Construction Negligence Cases Post-Carney

Posted by Bradford S. Purcell | Apr 11, 2018 | 0Comments

In 2016, the Illinois Supreme Court in Carney v. Union Pacific Railroad, 2016 IL 118984, decided a construction negligence case in favor of the defendant owner and provided clear parameters to Section 414 of the Restatement (Second) of Torts. Trial and appellate courts are following suit by granting and affirming summary judgment under the new Carney framework. LePretre v. Lend Lease (US) Construction, Inc., 2017 IL App (1st) 162320; Snow v. Power Construction Co., 2017 IL App (1st) 151226; Meza v. F.H. Paschen, 2017 IL App (1st) 161569-U. Just in the past few weeks, our office obtained summary judgment in three serious construction-site accident cases. We have also seen trial judges issue modified – and more favorable – jury instructions in these types of cases. Below is a quick recap of how Carney redefined the law and leveled the playing field for general contractors and owners.

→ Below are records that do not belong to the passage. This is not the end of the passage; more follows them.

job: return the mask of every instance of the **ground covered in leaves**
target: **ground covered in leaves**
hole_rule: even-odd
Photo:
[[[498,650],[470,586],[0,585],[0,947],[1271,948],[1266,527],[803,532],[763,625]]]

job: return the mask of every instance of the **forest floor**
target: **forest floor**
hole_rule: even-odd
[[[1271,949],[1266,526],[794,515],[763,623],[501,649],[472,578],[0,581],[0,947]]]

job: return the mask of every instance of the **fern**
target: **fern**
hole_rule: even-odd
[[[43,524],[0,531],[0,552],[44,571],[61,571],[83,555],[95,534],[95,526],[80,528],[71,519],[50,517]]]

The owner, a railroad company, hired a demolition subcontractor to remove several bridges. The subcontractor in turn hired the plaintiff to assist in the work. During the removal process, an unsecured beam fell to the ground while the plaintiff was standing on a steel plate covered by gravel. The fallen beam caused the steel plate to move up, which caused the plaintiff to slide forward under the beam. The plaintiff's legs were severed below his knees and he brought suit against the railroad company under Section 414. This section provides:

 414 Negligence in Exercising Control Retained by Employer

One who entrusts work to an independent contractor, but who retains the control of any part of the work, is subject to liability for physical harm to others for whose safety the employer owes a duty to exercise reasonable care, which is caused by his failure to exercise his control with reasonable care.

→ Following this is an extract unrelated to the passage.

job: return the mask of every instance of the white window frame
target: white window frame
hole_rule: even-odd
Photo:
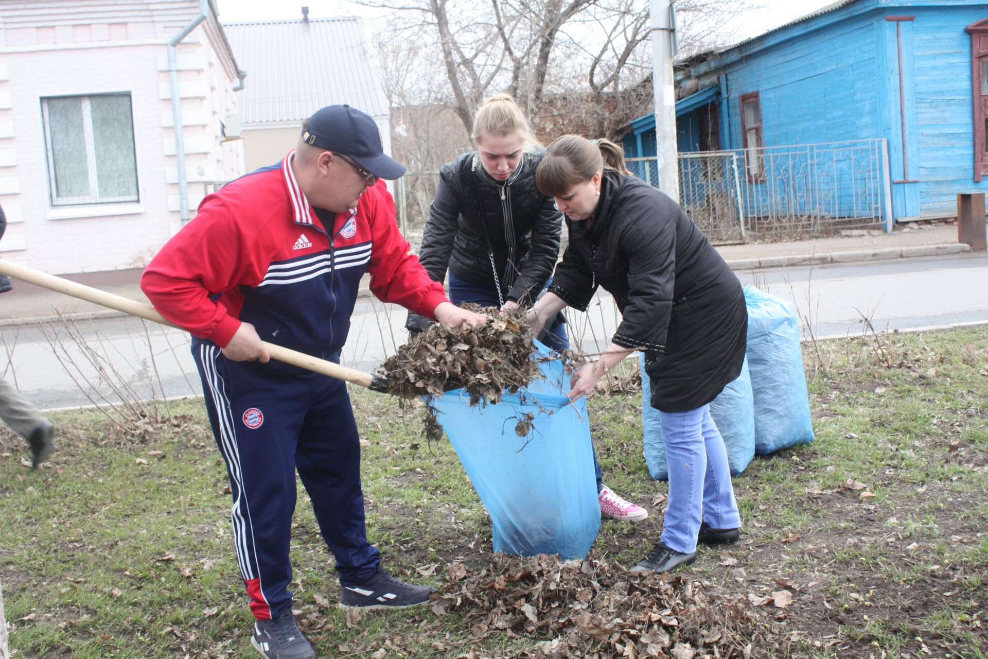
[[[133,174],[135,183],[135,193],[124,197],[100,197],[99,171],[96,167],[96,141],[93,137],[93,114],[90,99],[93,96],[126,96],[130,100],[130,130],[134,140],[134,163]],[[89,173],[89,201],[79,201],[78,197],[66,197],[60,201],[58,199],[58,186],[55,181],[54,152],[51,142],[51,125],[48,121],[48,101],[51,99],[79,99],[82,105],[82,131],[86,144],[86,169]],[[68,95],[68,96],[46,96],[41,98],[41,123],[44,126],[44,157],[48,165],[48,192],[49,201],[52,207],[68,206],[92,206],[96,204],[133,204],[140,202],[140,185],[137,180],[137,145],[136,135],[133,133],[133,102],[129,92],[115,92],[113,94],[89,94],[89,95]]]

Illinois courts interpreted this section as giving rise to two theories of liability: (1) vicarious liability when the general contractor's control over the “operative detail” is so extensive that the independent contractor is viewed as the agent of the general contractor; and (2) direct liability when the level of control is sufficient to give rise to a duty to exercise reasonable care for the safety of the independent contractor. This interpretation of Section 414 gave plaintiffs multiple opportunities to develop a cause of action against a general contractor. Making matters worse, there was no consensus definition of “control.”

Carney cleared up the confusion by first eliminating vicarious liability under Section 414 and then defining the limits of “control” under direct liability.

In order to establish direct liability, plaintiffs now must show at least some degree of control over the manner in which the independent contractor performed the work. A “general right” to supervise is no longer sufficient to create a question of fact. Previously, courts would often deny summary judgment motions because a general contractor merely retained the right to stop work or check progress. These general rights are no longer relevant.

A critical factor in analyzing a general's control is the contract language. Many courts would use the contract between the general and the owner as evidence of control. Carney clarified that the proper contract to examine is the one between the parties – the general and independent subcontractor – and not the prime contract with the owner. The court also explained that safety provisions in the contract fall under the category of general rights and do not trigger the duty under Section 414. By removing many of these arguments from consideration, Carney significantly curbed plaintiffs' ability to use the contract language against the general to impose direct liability.

Whether by supervision or contract, plaintiffs must establish that the control was over the specific manner, means and methods of the work. If plaintiffs can clear this hurdle, then they must show the general had notice (knew or should have known) of the unsafe condition or work practice. There is no liability under Section 414 without notice.

It is worth reexamining the construction negligence claims in your caseload to see whether the plaintiffs have the specific facts for control and notice required to defeat summary judgment under the Carney standard. At trial, a modified jury instruction should be offered in place of current pattern instruction, which no longer accurately reflects the law. I.P.I. No. 55.02 (imposing a duty when a defendant “who retained some control over the safety of the work has a duty to exercise that control with ordinary care.”).